Re: [PATCH V15 09/11] ras: acpi / apei: generate trace event for unrecognized CPER section

From: Borislav Petkov
Date: Fri May 05 2017 - 13:54:13 EST


On Tue, Apr 18, 2017 at 05:05:21PM -0600, Tyler Baicar wrote:
> UEFI spec allows for non-standard section in Common Platform Error
> Record. This is defined in section N.2.3 of UEFI version 2.5.

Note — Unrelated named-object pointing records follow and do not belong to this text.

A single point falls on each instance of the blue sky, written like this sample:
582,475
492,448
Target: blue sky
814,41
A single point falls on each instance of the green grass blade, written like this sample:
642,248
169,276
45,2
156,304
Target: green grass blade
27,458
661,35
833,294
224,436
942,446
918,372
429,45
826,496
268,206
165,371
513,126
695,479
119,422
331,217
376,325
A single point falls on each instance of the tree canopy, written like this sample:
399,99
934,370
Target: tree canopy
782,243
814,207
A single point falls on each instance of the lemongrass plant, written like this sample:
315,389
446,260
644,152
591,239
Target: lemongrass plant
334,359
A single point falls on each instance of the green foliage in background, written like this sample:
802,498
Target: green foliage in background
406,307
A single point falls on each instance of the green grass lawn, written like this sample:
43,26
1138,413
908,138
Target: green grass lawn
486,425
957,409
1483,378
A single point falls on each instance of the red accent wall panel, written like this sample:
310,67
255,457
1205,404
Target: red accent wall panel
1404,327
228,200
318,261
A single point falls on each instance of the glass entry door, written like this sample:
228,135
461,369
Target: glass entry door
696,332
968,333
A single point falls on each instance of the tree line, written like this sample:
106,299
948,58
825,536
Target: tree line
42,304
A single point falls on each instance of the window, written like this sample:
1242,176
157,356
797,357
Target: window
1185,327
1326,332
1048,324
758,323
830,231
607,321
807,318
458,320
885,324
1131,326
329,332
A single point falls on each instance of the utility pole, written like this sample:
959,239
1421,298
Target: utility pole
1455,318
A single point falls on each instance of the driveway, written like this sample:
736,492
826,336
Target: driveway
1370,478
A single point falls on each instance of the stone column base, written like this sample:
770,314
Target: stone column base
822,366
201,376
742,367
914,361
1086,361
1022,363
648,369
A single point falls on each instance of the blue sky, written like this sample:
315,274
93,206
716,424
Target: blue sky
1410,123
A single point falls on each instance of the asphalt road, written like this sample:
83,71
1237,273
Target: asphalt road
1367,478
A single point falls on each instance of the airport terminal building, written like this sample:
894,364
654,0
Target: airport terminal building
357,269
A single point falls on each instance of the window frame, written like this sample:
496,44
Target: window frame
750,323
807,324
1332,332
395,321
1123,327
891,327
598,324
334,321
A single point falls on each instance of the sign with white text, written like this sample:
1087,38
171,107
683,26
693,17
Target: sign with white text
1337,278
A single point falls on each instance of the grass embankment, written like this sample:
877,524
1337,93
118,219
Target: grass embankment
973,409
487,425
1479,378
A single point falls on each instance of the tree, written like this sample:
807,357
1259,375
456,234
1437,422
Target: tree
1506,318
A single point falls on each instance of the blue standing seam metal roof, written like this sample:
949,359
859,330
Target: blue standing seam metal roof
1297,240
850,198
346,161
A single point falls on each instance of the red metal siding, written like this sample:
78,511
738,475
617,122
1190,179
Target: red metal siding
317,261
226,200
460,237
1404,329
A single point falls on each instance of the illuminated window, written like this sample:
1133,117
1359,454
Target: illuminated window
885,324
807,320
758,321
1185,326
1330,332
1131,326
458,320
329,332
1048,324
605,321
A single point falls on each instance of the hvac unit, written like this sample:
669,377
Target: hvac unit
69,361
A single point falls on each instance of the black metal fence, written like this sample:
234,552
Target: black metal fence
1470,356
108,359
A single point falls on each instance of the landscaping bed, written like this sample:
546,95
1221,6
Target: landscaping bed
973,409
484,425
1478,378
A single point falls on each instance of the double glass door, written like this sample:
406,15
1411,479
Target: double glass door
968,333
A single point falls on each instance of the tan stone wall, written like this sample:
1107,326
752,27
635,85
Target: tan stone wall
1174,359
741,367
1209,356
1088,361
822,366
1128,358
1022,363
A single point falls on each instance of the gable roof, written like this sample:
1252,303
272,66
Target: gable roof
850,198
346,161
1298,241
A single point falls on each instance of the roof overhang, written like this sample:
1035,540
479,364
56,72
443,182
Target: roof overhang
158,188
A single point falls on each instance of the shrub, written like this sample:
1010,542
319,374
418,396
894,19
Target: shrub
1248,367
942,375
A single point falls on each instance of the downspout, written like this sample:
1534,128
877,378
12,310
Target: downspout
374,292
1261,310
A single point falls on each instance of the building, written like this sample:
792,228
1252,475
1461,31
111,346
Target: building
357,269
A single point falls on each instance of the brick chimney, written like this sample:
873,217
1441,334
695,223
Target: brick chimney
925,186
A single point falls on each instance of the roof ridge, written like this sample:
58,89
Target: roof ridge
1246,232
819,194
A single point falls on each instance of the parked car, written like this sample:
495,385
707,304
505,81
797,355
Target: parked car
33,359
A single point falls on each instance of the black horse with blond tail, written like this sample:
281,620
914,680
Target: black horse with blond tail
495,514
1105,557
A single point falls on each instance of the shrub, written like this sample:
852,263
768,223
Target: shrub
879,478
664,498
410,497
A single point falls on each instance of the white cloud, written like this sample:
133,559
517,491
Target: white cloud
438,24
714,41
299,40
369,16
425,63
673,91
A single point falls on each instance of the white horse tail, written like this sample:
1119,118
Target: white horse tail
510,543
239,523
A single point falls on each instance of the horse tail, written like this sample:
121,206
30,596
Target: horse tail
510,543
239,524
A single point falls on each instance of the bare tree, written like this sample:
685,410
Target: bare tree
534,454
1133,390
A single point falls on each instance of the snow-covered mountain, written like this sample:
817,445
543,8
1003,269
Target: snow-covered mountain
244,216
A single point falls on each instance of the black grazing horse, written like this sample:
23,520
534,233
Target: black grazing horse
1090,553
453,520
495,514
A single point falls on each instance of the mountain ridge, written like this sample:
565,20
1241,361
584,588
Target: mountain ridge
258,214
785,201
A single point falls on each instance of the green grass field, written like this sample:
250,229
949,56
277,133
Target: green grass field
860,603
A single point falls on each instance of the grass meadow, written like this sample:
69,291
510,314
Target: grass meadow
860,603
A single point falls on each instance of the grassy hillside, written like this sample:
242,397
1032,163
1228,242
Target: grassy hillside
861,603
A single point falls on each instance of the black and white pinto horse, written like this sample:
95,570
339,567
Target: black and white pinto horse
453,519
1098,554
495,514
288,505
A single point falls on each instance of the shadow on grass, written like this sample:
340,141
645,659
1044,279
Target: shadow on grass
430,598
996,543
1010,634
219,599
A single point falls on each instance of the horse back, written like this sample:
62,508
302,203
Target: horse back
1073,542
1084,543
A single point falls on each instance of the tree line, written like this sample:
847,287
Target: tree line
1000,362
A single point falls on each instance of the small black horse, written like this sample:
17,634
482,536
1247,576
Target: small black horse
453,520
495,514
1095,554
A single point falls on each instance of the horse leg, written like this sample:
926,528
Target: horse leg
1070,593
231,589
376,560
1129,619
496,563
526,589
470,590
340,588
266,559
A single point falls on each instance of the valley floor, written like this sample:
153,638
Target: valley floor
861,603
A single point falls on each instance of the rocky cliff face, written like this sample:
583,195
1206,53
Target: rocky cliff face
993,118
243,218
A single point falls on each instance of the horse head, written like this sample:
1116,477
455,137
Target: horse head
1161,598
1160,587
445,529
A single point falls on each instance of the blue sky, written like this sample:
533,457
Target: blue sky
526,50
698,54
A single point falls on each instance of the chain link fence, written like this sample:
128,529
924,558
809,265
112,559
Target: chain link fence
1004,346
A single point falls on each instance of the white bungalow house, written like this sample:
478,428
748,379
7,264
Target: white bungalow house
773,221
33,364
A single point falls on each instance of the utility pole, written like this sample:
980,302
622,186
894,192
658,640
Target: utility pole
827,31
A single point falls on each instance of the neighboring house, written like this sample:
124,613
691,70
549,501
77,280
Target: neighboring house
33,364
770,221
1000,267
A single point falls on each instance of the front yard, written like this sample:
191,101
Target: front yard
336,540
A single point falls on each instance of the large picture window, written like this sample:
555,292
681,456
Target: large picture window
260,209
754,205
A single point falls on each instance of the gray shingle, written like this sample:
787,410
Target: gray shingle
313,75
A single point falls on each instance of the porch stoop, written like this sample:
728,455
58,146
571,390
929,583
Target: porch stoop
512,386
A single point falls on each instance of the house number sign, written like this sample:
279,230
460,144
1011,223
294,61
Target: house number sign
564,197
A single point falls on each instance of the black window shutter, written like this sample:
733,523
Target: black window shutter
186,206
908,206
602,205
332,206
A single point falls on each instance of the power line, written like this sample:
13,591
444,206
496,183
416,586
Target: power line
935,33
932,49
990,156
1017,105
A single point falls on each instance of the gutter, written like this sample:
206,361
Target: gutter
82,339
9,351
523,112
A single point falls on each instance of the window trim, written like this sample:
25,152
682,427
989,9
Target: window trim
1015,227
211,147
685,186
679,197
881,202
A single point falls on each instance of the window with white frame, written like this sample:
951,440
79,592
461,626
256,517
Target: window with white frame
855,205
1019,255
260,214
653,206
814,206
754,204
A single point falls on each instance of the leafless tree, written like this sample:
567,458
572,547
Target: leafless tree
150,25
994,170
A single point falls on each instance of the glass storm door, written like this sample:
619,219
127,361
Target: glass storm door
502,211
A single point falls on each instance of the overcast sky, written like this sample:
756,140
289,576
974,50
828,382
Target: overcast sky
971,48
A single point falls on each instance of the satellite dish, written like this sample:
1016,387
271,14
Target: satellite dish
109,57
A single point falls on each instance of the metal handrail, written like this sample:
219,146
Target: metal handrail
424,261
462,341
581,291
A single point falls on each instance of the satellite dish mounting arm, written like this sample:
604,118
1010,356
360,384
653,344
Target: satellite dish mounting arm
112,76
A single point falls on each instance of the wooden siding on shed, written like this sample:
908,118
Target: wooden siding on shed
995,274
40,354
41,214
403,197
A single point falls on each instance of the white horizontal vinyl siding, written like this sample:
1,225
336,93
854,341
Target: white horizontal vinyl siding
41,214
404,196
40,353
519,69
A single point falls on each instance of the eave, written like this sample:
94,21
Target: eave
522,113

If the spec calls it non-standard why are we calling it "unknown
section"?

> Currently if the CPER section's type (UUID) does not match with
> any section type that the kernel knows how to parse, trace event
> is not generated for such section. And thus user is not able to know
> happening of such hardware error, including error record of
> non-standard section.

That's sentence sounds funny.

> This commit generates a trace event which contains raw error data
> for unrecognized CPER section.

Never write "This commit" or "This patch" in your commit message -
that's a given.

>
> Signed-off-by: Tyler Baicar <tbaicar@xxxxxxxxxxxxxx>
> CC: Jonathan (Zhixiong) Zhang <zjzhang@xxxxxxxxxxxxxx>
> Tested-by: Shiju Jose <shiju.jose@xxxxxxxxxx>
> ---
> drivers/acpi/apei/ghes.c | 27 +++++++++++++++++++++++----
> drivers/ras/ras.c | 1 +
> include/ras/ras_event.h | 45 +++++++++++++++++++++++++++++++++++++++++++++
> 3 files changed, 69 insertions(+), 4 deletions(-)
>
> diff --git a/drivers/acpi/apei/ghes.c b/drivers/acpi/apei/ghes.c
> index b91123f..3d9f63b 100644
> --- a/drivers/acpi/apei/ghes.c
> +++ b/drivers/acpi/apei/ghes.c
> @@ -45,11 +45,13 @@
> #include <linux/aer.h>
> #include <linux/nmi.h>
> #include <linux/sched/clock.h>
> +#include <linux/uuid.h>
>
> #include <acpi/actbl1.h>
> #include <acpi/ghes.h>
> #include <acpi/apei.h>
> #include <asm/tlbflush.h>
> +#include <ras/ras_event.h>
>
> #include "apei-internal.h"
>
> @@ -461,12 +463,21 @@ static void ghes_do_proc(struct ghes *ghes,
> {
> int sev, sec_sev;
> struct acpi_hest_generic_data *gdata;
> + uuid_le sec_type;
> + uuid_le *fru_id = &NULL_UUID_LE;
> + char *fru_text = "";
>
> sev = ghes_severity(estatus->error_severity);
> apei_estatus_for_each_section(estatus, gdata) {
> sec_sev = ghes_severity(gdata->error_severity);
> - if (!uuid_le_cmp(*(uuid_le *)gdata->section_type,
> - CPER_SEC_PLATFORM_MEM)) {
> + sec_type = *(uuid_le *)gdata->section_type;
> +
> + if (gdata->validation_bits & CPER_SEC_VALID_FRU_ID)
> + fru_id = (uuid_le *)gdata->fru_id;
> + if (gdata->validation_bits & CPER_SEC_VALID_FRU_TEXT)
> + fru_text = gdata->fru_text;
> +
> + if (!uuid_le_cmp(sec_type, CPER_SEC_PLATFORM_MEM)) {
> struct cper_sec_mem_err *mem_err;
> mem_err = acpi_hest_get_payload(gdata);
> ghes_edac_report_mem_error(ghes, sev, mem_err);
> @@ -475,8 +486,7 @@ static void ghes_do_proc(struct ghes *ghes,
> ghes_handle_memory_failure(gdata, sev);
> }
> #ifdef CONFIG_ACPI_APEI_PCIEAER
> - else if (!uuid_le_cmp(*(uuid_le *)gdata->section_type,
> - CPER_SEC_PCIE)) {
> + else if (!uuid_le_cmp(sec_type, CPER_SEC_PCIE)) {
> struct cper_sec_pcie *pcie_err;
> pcie_err = acpi_hest_get_payload(gdata);
> if (sev == GHES_SEV_RECOVERABLE &&
> @@ -507,6 +517,15 @@ static void ghes_do_proc(struct ghes *ghes,
>
> }
> #endif
> +#ifdef CONFIG_RAS
> + else if (trace_unknown_sec_event_enabled()) {
> + void *unknown_err = acpi_hest_get_payload(gdata);
> +
> + trace_unknown_sec_event(&sec_type,
> + fru_id, fru_text, sec_sev,
> + unknown_err, gdata->error_data_length);
> + }
> +#endif

Put that in a function in ras.c along with a prototype for
include/linux/ras.h for the !CONFIG_RAS case so that you can save
yourself the ifdeffery in an already not really easy to read function.

--
Regards/Gruss,
Boris.

Good mailing practices for 400: avoid top-posting and trim the reply.